Bursting would be nice for the Premium Tier (if that tier won’t be really unlimited, which is my preference; otherwise there’s no need to manage anything on it, including bursts).

My opinion regarding bursting/throttling:

  • Free Tier: Slow mode and “text messages only” should be in place.
  • Premium Tier: Burst Allowance + Rate Limit should be in place (no real “unlimited” traffic).

Slow mode (rate limiting) works very nicely on Discord, by the way.

https://support.discord.com/hc/en-us/articles/360016150952-Slowmode-Slllooowwwiiinng-down-your-channel

Of course, daily quota from which “bursting” would deduct credits can’t work for the free users, because new cMixx identity is very cheap to recreate.
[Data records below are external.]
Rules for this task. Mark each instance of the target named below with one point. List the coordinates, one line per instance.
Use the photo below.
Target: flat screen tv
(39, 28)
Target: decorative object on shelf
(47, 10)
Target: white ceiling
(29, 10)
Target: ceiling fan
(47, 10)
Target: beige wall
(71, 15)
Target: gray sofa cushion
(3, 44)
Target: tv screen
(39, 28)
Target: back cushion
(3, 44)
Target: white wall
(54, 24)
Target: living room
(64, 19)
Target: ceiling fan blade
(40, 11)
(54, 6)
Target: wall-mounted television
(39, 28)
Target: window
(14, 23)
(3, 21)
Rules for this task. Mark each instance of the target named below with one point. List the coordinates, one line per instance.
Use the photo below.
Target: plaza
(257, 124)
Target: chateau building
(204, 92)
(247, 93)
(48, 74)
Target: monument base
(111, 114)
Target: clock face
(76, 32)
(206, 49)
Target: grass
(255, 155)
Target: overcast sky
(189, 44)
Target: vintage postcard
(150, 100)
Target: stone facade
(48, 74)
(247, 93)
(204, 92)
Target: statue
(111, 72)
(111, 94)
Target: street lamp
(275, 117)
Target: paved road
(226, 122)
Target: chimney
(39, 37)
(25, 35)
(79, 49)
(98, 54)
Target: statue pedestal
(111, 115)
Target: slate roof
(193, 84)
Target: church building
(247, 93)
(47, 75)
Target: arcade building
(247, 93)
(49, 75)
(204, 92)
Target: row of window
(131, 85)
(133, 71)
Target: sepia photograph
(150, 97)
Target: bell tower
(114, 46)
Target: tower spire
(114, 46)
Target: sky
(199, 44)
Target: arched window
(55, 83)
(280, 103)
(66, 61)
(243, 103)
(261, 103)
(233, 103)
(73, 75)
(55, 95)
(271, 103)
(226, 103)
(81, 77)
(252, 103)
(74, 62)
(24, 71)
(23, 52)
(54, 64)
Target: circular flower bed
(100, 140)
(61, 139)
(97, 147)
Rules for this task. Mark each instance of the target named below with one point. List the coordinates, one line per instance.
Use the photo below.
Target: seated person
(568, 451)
I can send one image, rejoin as a new user, send another, rejoin as a new user, send another…
And the way to “fix this” isn’t to waste time developing against abuse by Free Tier users, but to simply limit the free tier to text messages and spend time on developing plugins for premium members and working with other projects who can address those niche needs which cMixx isn’t meant to solve.

I got another idea (posting here for better visibility/backup): Space/channel-based charge:

  • How it works: the first Space admin pays when they create a Space, for example. Can top-up to upgrade for the rest of the month. Blocked users not counted, only joined & not blocked are counted:
    • 10 participants, 10 mps rate limit, text-only, $5/mo
    • 10 participants, 20 mps rate limit, text and attachments, $15/mo
    • 20 participants …
  • Benefits
    • No KYC/AML/DEX/CEX for any participant except the admin who must be reasonably technical in any case
    • May be easier to develop (i.e. accounting for egress, data quantity using Space level stats)
    • People can leave or join as they please - it takes 15 seconds to join and 5 seconds to leave (or be blocked, to release the slot)
    • Better approach for “owner pays” type of private spaces (Support, consulting, etc) - imagine if you’re a shop-owner who wants to provide customer support and need to get everyone to pay xxPostage to submit a scanned receipt
    • Superior privacy for participants (no one needs a wallet, let alone dealing with coins or exchanges) and even the admin who can buy coins via Proxxy/DEX - some learning curve, but reasonably accessible to admins)

I don’t think this makes wallet-based membership redundant, but it dramatically simplifies some use cases where wallet-based can’t work at all. In addition to the examples mentioned above, imagine a family buying 5-person Space subscription - one parent pays, everyone joins and can send photos. Compare that to wallet-based payments where kids need wallets.

I’m curious which approach is easier to develop - it would seem that “Space owner pays” could be easier to develop with (say) a smart contract that drips XX to validators and cMix allows features based on Space program level without doing any queries on users who don’t even need to have wallets.

Something to consider, is postage undermining privacy. Since the token isn’t private, is there a risk of associating a message with a user when that user has paid postage?

Of course, it’s the same for ENS (Phoenixx) and that’s one of the reasons why I think “single payer” for Space is a great alternative as only the admin - who is likely knowledgeable enough to use Proxxy - could use Proxxy to pay with xx coin and no one else would even need a wallet and know anythingi about crypto.

Transmission IDs are separate from reception IDs and not associated with each other.

Which wallets pay is known, but there’s no public tracking of the transmission ID either. Paying only reserves time.

In the future, I would like to improve this in a few ways:

  1. Client can sign in a way that proves knowledge of one of the keys behind a given authorized transmission key, but not which one.
  2. Transmission keys used are ephemeral and rotated out regularly.